Lesetipp:  Die Private Krankenversicherung wird 2012 teurer: Was Verbraucher tun können?

Ab dem 15. Lebensjahr verhält es sich für Kinder von Hartz IV Empfängern daher inzwischen so, dass diese eine eigene Anmeldung bei einer Krankenversicherung benötigen. Diese Anmeldung kann folgerichtig auch bei einer anderen Krankenversicherung erfolgen als bei jener, bei der das arbeitslose Elternteil Mitglied ist. Hintergrund für diese Entwicklung ist die im Rahmen des Qualitätsentwicklungsgesetzes für die gesetzlichen Krankenkassen vorgesehene eigenständige Versicherungspflicht ab dem fünfzehnten Lebensjahr.

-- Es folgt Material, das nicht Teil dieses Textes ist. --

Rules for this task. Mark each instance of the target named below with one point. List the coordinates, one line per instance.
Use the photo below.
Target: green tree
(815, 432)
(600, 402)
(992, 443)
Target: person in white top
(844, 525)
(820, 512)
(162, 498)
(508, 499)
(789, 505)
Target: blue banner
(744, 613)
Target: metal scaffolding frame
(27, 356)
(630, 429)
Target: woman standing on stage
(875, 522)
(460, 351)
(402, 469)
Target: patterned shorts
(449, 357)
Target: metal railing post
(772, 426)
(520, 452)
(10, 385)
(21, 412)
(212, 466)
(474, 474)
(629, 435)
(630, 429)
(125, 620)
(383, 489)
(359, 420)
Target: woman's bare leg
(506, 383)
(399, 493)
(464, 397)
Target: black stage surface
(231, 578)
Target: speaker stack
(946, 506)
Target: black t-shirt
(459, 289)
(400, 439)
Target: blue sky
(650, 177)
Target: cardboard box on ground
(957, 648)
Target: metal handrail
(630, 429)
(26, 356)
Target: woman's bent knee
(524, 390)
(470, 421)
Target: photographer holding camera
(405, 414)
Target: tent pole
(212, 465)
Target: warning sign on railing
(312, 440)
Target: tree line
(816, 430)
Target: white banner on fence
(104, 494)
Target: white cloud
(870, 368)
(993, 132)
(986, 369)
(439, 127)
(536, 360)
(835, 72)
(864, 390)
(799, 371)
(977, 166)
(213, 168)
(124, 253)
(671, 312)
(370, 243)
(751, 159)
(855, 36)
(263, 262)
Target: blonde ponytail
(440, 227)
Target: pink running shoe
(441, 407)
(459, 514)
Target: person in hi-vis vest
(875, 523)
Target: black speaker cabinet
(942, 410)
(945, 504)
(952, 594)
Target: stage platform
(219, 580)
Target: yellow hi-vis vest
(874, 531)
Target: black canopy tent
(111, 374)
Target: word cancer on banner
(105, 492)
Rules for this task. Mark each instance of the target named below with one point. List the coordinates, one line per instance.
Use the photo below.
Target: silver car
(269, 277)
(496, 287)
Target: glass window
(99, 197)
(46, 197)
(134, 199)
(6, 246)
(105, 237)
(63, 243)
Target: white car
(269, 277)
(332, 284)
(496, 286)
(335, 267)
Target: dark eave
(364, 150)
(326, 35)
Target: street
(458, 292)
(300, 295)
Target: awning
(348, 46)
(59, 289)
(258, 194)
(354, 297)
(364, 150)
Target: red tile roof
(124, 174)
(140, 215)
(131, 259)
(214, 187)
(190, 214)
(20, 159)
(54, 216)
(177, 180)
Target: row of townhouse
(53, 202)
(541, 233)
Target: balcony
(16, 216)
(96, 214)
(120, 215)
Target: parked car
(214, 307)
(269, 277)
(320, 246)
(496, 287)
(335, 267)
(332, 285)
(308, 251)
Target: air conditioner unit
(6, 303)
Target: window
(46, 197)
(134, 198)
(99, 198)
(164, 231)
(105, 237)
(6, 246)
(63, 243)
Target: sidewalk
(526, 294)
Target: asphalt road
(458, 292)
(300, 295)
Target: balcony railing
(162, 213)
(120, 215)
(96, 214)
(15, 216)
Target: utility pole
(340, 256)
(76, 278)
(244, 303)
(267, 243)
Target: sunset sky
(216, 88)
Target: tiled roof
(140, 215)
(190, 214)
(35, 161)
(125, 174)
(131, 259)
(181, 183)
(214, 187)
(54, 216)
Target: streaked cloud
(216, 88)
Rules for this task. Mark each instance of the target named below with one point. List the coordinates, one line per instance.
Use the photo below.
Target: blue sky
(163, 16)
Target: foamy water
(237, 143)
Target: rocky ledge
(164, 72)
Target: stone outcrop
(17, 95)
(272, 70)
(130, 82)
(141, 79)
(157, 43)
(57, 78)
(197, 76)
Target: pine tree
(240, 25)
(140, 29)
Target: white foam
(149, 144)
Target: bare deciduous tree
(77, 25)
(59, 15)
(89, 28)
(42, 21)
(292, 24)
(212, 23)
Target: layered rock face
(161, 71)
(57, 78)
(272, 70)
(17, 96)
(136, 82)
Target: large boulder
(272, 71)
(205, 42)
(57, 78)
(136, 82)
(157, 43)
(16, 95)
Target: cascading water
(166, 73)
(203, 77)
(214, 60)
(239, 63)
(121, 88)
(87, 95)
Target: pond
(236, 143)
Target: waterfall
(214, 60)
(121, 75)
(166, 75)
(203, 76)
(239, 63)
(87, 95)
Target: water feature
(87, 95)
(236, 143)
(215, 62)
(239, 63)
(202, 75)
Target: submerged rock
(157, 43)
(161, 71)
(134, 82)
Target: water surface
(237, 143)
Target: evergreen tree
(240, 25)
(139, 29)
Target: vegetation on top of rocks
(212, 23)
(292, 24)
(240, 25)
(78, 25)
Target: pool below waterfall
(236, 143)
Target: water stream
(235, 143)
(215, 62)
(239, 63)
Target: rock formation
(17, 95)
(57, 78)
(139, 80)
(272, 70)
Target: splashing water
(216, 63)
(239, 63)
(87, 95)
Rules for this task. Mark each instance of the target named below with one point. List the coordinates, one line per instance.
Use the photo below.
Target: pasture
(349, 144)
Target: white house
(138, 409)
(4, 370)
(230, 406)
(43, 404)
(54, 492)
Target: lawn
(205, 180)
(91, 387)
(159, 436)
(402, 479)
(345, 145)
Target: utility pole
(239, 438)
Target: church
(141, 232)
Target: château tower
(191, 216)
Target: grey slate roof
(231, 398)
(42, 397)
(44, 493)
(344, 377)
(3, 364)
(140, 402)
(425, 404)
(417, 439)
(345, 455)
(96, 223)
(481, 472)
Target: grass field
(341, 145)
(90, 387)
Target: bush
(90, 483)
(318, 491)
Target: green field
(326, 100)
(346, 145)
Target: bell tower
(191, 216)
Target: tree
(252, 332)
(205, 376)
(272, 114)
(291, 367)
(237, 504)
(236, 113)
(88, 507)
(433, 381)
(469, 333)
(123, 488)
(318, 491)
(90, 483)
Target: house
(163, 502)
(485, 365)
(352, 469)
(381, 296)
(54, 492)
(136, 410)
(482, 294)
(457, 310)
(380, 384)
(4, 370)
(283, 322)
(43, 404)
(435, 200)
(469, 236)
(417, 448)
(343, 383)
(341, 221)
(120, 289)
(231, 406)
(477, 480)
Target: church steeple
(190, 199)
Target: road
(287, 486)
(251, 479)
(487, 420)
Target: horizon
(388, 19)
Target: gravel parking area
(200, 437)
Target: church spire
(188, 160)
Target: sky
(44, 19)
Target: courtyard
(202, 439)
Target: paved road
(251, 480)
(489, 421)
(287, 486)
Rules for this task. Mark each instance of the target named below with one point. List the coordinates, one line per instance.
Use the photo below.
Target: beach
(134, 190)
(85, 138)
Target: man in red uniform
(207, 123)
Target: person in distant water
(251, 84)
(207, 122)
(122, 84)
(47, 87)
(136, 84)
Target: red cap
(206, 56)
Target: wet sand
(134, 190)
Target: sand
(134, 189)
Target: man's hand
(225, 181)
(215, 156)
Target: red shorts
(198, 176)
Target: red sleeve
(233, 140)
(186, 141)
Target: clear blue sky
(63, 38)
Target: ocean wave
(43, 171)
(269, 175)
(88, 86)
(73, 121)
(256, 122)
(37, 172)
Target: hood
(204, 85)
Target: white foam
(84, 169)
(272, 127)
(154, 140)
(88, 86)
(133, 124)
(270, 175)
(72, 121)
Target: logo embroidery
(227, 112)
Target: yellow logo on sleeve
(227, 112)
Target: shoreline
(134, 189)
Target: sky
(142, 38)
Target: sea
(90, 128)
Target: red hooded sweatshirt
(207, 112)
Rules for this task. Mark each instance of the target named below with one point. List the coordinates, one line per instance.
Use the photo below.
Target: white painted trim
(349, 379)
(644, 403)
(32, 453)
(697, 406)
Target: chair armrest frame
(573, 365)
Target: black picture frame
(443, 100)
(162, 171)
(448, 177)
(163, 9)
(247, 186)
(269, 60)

Eine kurze Beispielrechnung:

Krankenversicherungsbeiträge 2011
© jedi-master / Fotolia

Das durchschnittliche Monatseinkommen liegt in Deutschland derzeit bei etwa 3.500 Euro pro Monat. Ein Arbeitnehmer mit einem Einkommen müsste bei Annahme des Grundbetrages mindestens 511 Euro an Krankenkassenbeiträgen abführen. Wie bereits dargelegt erheben allerdings faktisch alle Krankenkassen Zusatzbeiträge. Bei der Techniker Krankenkasse liegt dieser seit 1. Januar bei 1,0%.

Bei einer Mitgliedschaft in der TKK ergäbe sich daher folgende Berechnung für die Krankenkassenbeiträge:

Monatliches Einkommen (brutto): 3.500,00 Euro
Beitrag zur GKV (15,6 %): 546,00 Euro
Anteil Arbeitnehmer: 290,50 Euro
Anteil Arbeitgeber: 255,50 Euro
Pflegeversicherung: 41,13 Euro

Vor dem 1. Januar 2016 lag der Zusatzbeitrag der Techniker Krankenkasse noch bei 0,8%. Dies hätte folgende Rechnung für die Krankenkassenbeiträge ergeben:

Monatliches Einkommen (brutto): 3.500,00 Euro
Beitrag zur GKV (15,6 %): 539,00 Euro
Anteil Arbeitnehmer: 283,50 Euro
Anteil Arbeitgeber: 255,50 Euro
Pflegeversicherung: 41,13 Euro

Da der Arbeitgeber keine anteiligen Kosten an den Zusatzbeiträgen leistet, wird die Erhöhung von 7,00 Euro voll auf den Arbeitnehmeranteil angerechnet und wird folglich auch in voller Höhe vor Auszahlung des Nettolohns unmittelbar in Abzug gebracht. Für die genaue Berechnung der aktuellen Krankenkassenbeiträge bzw. der sich im Rahmen der Erhöhungen der Zusatzbeiträge zum 1. Januar 2016 ergebenden Veränderungen gibt es im Internet ein Vielzahl kostenlos nutzbarer Sozialversicherungsrechner.